Apify API offers two ways of interacting with it:

If the actor being run via API takes 5 minutes or less to complete a typical run, it should be called synchronously. Otherwise, (if a typical run takes longer than 5 minutes), it should be called asynchronously.

Run an Actor or task

If you are unsure about the differences between an Actor and a task, you can read about them in the tasks documentation. In brief, tasks are just pre-configured inputs for Actors.

The API endpoints and usage (for both sync and async) for Actors and tasks are essentially the same.

To run, or call, an Actor/task, you will need a few things:

  • The name or ID of the Actor/task. The name looks like username~actorName or username~taskName. The ID can be retrieved on the Settings page of the Actor/task.

  • Your API token, which you can find on the Integrations page in Apify Console (do not share it with anyone!).

  • Possibly an input, which is passed in JSON format as the request's body.

  • Some other optional settings if you'd like to change the default values (such as allocated memory or the build).

The URL of POST request to run an actor looks like this:

https://api.apify.com/v2/acts/ACTOR_NAME_OR_ID/runs?token=YOUR_TOKEN

For tasks, we can just switch the path from acts to actor-tasks and keep the rest the same:

https://api.apify.com/v2/actor-tasks/TASK_NAME_OR_ID/runs?token=YOUR_TOKEN

If we send a correct POST request to one of these endpoints, the actor/actor-task will start just as if we had pressed the Start button on the actor's page in the Apify Console.

Additional settings

We can also add settings for the actor (which will override the default settings) as additional query parameters. For example, if we wanted to change how much memory the actor's run should be allocated and which build to run, we could simply add the memory and build parameters separated by &.

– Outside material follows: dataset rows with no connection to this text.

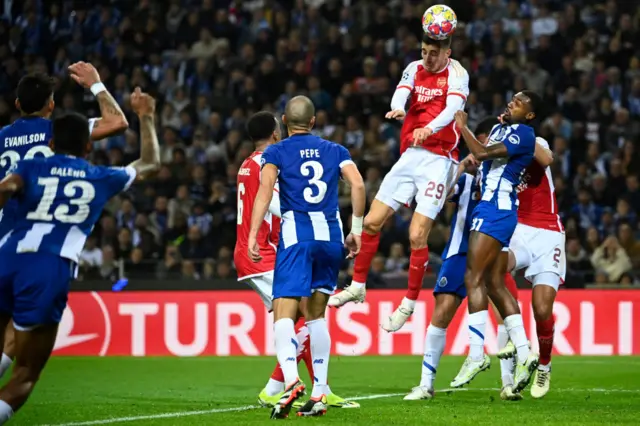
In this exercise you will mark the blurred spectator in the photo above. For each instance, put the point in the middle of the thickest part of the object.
(611, 260)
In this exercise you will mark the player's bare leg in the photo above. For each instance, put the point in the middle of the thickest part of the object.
(443, 313)
(378, 214)
(320, 352)
(285, 312)
(510, 311)
(8, 351)
(418, 234)
(543, 298)
(33, 349)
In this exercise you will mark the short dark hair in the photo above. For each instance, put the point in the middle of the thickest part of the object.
(534, 100)
(485, 126)
(261, 126)
(34, 91)
(71, 134)
(442, 44)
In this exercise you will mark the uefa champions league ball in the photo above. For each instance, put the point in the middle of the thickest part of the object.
(439, 22)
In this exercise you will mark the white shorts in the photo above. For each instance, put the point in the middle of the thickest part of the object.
(421, 174)
(263, 285)
(541, 253)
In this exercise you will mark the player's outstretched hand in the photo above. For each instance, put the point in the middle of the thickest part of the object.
(353, 243)
(142, 103)
(254, 251)
(396, 114)
(421, 135)
(84, 74)
(461, 118)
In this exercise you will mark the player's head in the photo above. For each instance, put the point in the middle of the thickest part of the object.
(34, 95)
(523, 108)
(299, 115)
(71, 135)
(484, 128)
(263, 128)
(435, 53)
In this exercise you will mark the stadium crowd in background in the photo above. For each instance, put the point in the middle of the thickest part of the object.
(211, 64)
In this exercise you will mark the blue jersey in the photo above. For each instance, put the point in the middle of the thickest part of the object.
(62, 199)
(501, 176)
(466, 196)
(309, 171)
(26, 138)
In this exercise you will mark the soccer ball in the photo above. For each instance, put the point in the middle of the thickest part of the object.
(439, 22)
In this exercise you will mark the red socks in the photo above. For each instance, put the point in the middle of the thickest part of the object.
(417, 267)
(510, 283)
(304, 354)
(363, 261)
(545, 330)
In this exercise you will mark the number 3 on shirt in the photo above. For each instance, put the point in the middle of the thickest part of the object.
(476, 223)
(315, 170)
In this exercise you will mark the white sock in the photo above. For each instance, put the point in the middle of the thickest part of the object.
(274, 387)
(320, 343)
(515, 328)
(5, 364)
(433, 349)
(506, 365)
(286, 349)
(477, 323)
(408, 303)
(357, 284)
(5, 412)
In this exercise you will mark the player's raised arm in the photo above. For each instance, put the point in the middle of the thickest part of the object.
(149, 162)
(543, 154)
(353, 177)
(403, 91)
(112, 120)
(261, 206)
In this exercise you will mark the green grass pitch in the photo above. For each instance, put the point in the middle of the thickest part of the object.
(221, 391)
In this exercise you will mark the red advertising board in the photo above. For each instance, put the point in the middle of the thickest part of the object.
(191, 323)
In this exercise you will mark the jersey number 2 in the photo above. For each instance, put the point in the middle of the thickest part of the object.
(80, 194)
(315, 170)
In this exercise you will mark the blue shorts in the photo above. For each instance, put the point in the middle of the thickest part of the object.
(451, 277)
(498, 224)
(34, 287)
(306, 267)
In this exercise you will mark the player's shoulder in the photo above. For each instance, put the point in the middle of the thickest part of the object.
(456, 70)
(542, 142)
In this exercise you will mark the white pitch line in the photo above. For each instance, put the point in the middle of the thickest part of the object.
(355, 398)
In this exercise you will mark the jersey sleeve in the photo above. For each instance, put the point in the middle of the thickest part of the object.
(458, 80)
(408, 76)
(522, 141)
(120, 179)
(271, 155)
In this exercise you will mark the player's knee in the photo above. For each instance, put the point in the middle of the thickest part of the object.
(542, 311)
(372, 225)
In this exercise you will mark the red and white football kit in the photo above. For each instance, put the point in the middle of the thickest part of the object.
(427, 171)
(257, 275)
(538, 242)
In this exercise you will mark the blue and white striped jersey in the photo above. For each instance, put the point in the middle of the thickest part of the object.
(466, 195)
(309, 169)
(61, 201)
(27, 137)
(501, 176)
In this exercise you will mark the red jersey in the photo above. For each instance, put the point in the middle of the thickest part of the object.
(429, 93)
(248, 182)
(538, 206)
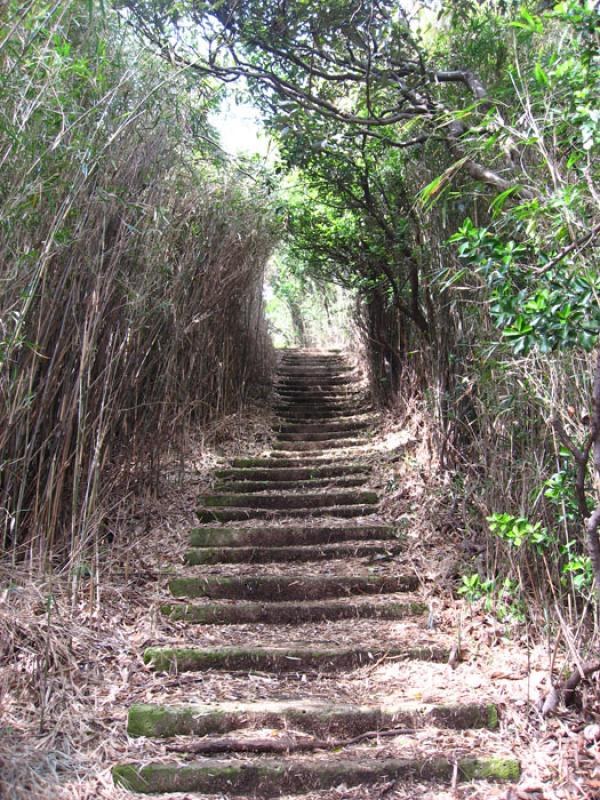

https://api.apify.com/v2/acts/ACTOR_NAME_OR_ID/runs?token=YOUR_TOKEN&memory=8192&build=beta

This works in almost exactly the same way for both Actors and tasks; however, for tasks, there is no reason to specify a build parameter, as a task already has only one specific Actor build which cannot be changed with query parameters.

Input JSON

Most actors would not be much use if input could not be passed into them to change their behavior. Additionally, even though tasks already have specified input configurations, it is handy to have the ability to overwrite task inputs through the body of the POST request.

The input can technically be any JSON object, and will vary depending on the actor being run. Ensure that you are familiar with the actor's input schema while writing the body of the request.

Good actors have reasonable defaults for most input fields, so if you want to run one of the major actors from Apify Store, you usually do not need to provide all possible fields.

Via API, let's quickly try to run Web Scraper, which is the most popular actor on the Apify Store at the moment. The full input with all possible fields is pretty long and ugly, so we will not show it here. Because it has default values for most fields, we can provide a simple JSON input containing only the fields we'd like to customize. We will send a POST request to the endpoint below and add the JSON as the body of the request:

https://api.apify.com/v2/acts/apify~web-scraper/runs?token=YOUR_TOKEN

Here is how it looks in Postman:

Run an actor via API in Postman

If we press Send, it will immediately return some info about the run. The status will be either READY (which means that it is waiting to be allocated on a server) or RUNNING (99% of cases).

Actor run info in Postman

We will later use this run info JSON to retrieve the run's output data. This info about the run can also be retrieved with another call to the Get run endpoint.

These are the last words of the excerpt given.